Hingga dimulailah hal konyol yang aku lakukan sekarang. Termenung di dekat jendela sambil memandang jalanan dibawah sana. Entah kenapa, semangatku menguap begitu saja. Menyisakanku dengan jiwa yang tidak utuh.
Arfan cengengesan. Bahkan tertawa, tetapi dia tahan-tahan. Aku melotot kearahnya. “Nggak lucu!” Sergahku galak. “Lucu aja liat lu kayak gini cuman gara gara cewek modelan begitu. Kalo emang dia nggak mau sama lu lagi, ya lu tinggal move on. Cari yang lain, yang lebih baik dari dia!” Ucap Arfan. Aku menggeleng perlahan. “Susah” ucapku. “Ya emang susah, butuh usaha ekstra. Coba deh lu buka hati buat cewek yang lain. Perlahan lahan pasti lu lupa sama mantan lu itu.” Ucap Arfan.

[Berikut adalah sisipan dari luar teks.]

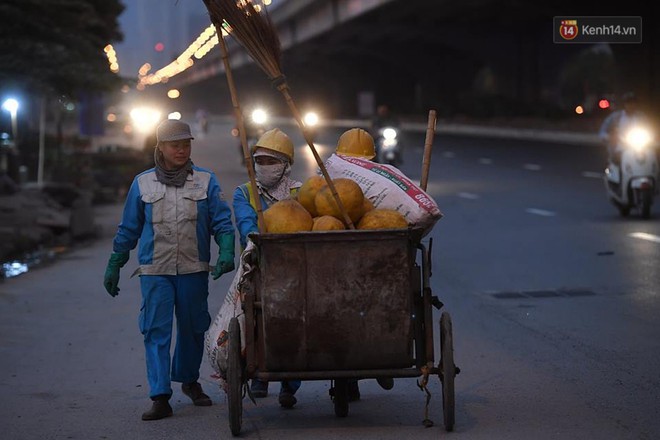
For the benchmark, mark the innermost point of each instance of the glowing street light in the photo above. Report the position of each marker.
(11, 105)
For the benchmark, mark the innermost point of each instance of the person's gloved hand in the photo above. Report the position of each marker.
(225, 261)
(111, 278)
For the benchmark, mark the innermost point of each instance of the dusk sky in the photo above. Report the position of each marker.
(145, 23)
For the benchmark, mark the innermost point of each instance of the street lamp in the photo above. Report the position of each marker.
(11, 105)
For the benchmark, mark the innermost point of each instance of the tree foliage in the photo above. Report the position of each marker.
(57, 45)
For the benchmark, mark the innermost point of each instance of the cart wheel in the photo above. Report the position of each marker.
(447, 370)
(235, 378)
(340, 397)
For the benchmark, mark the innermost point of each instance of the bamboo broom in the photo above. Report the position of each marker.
(250, 25)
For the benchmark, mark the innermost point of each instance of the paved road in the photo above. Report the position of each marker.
(554, 302)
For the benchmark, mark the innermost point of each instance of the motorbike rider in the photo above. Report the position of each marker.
(619, 122)
(273, 156)
(357, 142)
(172, 211)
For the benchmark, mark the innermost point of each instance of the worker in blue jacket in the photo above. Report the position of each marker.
(273, 157)
(173, 210)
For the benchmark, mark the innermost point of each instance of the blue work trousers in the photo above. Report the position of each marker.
(163, 297)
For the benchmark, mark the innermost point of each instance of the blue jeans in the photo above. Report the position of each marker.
(163, 297)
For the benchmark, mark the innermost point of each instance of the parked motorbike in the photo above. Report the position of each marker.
(388, 149)
(632, 183)
(311, 120)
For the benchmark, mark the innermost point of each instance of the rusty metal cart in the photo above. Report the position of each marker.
(339, 305)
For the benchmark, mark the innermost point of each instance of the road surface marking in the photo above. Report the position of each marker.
(645, 236)
(468, 196)
(541, 212)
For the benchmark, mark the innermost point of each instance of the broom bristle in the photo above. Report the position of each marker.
(253, 30)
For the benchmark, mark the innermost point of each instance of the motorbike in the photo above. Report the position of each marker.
(255, 126)
(632, 183)
(388, 149)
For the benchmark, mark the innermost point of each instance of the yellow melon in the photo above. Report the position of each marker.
(327, 223)
(351, 197)
(307, 193)
(367, 206)
(287, 216)
(382, 219)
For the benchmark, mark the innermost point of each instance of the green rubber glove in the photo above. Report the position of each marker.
(111, 278)
(225, 261)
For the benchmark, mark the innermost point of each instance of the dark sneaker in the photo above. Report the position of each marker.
(160, 408)
(287, 400)
(386, 383)
(353, 391)
(194, 391)
(259, 389)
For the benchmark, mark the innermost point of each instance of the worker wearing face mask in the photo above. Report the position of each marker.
(273, 157)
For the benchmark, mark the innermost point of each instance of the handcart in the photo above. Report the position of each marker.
(339, 305)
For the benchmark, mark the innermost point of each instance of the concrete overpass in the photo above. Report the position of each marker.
(478, 57)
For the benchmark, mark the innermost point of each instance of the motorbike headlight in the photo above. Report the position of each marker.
(311, 119)
(145, 118)
(638, 138)
(259, 116)
(389, 133)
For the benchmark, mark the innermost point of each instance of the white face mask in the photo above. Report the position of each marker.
(269, 175)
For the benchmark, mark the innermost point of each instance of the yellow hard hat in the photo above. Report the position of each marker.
(276, 140)
(356, 142)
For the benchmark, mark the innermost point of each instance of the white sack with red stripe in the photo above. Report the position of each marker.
(388, 188)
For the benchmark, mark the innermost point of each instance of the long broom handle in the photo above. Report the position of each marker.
(241, 129)
(284, 89)
(428, 143)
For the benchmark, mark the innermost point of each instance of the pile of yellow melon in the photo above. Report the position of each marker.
(315, 209)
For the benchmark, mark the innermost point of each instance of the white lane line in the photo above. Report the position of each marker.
(541, 212)
(469, 196)
(645, 236)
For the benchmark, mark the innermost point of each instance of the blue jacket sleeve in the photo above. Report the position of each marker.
(219, 210)
(245, 215)
(132, 221)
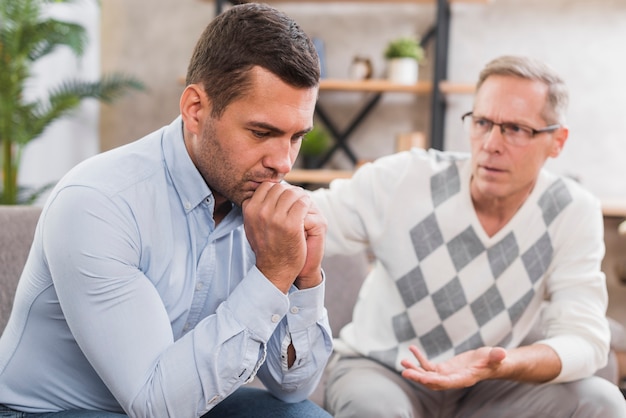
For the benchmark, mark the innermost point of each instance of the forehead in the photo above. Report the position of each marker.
(510, 98)
(270, 96)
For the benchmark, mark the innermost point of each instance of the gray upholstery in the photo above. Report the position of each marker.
(17, 227)
(344, 276)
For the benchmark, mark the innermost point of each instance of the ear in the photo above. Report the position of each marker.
(194, 106)
(558, 141)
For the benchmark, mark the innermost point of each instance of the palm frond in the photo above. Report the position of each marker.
(70, 94)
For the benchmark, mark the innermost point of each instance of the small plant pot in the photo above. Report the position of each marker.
(402, 70)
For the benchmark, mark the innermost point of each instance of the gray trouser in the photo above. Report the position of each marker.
(359, 387)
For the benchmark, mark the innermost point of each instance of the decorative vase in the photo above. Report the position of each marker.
(402, 70)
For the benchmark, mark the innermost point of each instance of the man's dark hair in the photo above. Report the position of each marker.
(246, 36)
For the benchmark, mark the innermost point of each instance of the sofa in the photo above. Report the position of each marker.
(17, 227)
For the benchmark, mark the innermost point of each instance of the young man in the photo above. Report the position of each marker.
(142, 294)
(469, 249)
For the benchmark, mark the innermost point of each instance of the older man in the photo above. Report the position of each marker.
(471, 251)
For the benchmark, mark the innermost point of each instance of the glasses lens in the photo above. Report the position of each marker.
(517, 134)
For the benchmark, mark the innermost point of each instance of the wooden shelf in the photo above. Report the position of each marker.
(318, 176)
(382, 85)
(373, 1)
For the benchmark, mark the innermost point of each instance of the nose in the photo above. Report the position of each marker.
(280, 156)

“Buka mata lu. Buka hati lu buat yang lain. Cewek modelan mantan lu emang nggak cocok sama cowok baik dan cerdas kayak lu.” Ucap Arfan sambil menepuk bahuku dengan sedikit keras. Aku menampik tangannya, sakit. Arfan tertawa. “Udah, percaya sama gue. Lu bakalan baik baik aja. Hidup lu bakalan terus berjalan kayak biasanya tanpa adanya mantan lu yang jahat itu. Percaya sama gue!” Ucap Arfan.
Aku meminum sisa minuman soda. Benarkan apa yang dikatakan oleh Arfan?. Hidupku akan baik baik saja tanpa Zara?. Apakah aku mampu bertahan?. Ya! Aku yakin aku akan baik baik saja dan bertahan. Tapi… entahlah aku bingung dengan diriku sendiri. Bisakah aku bersikap baik baik saja jika separuh semangatku menguap begitu saja?.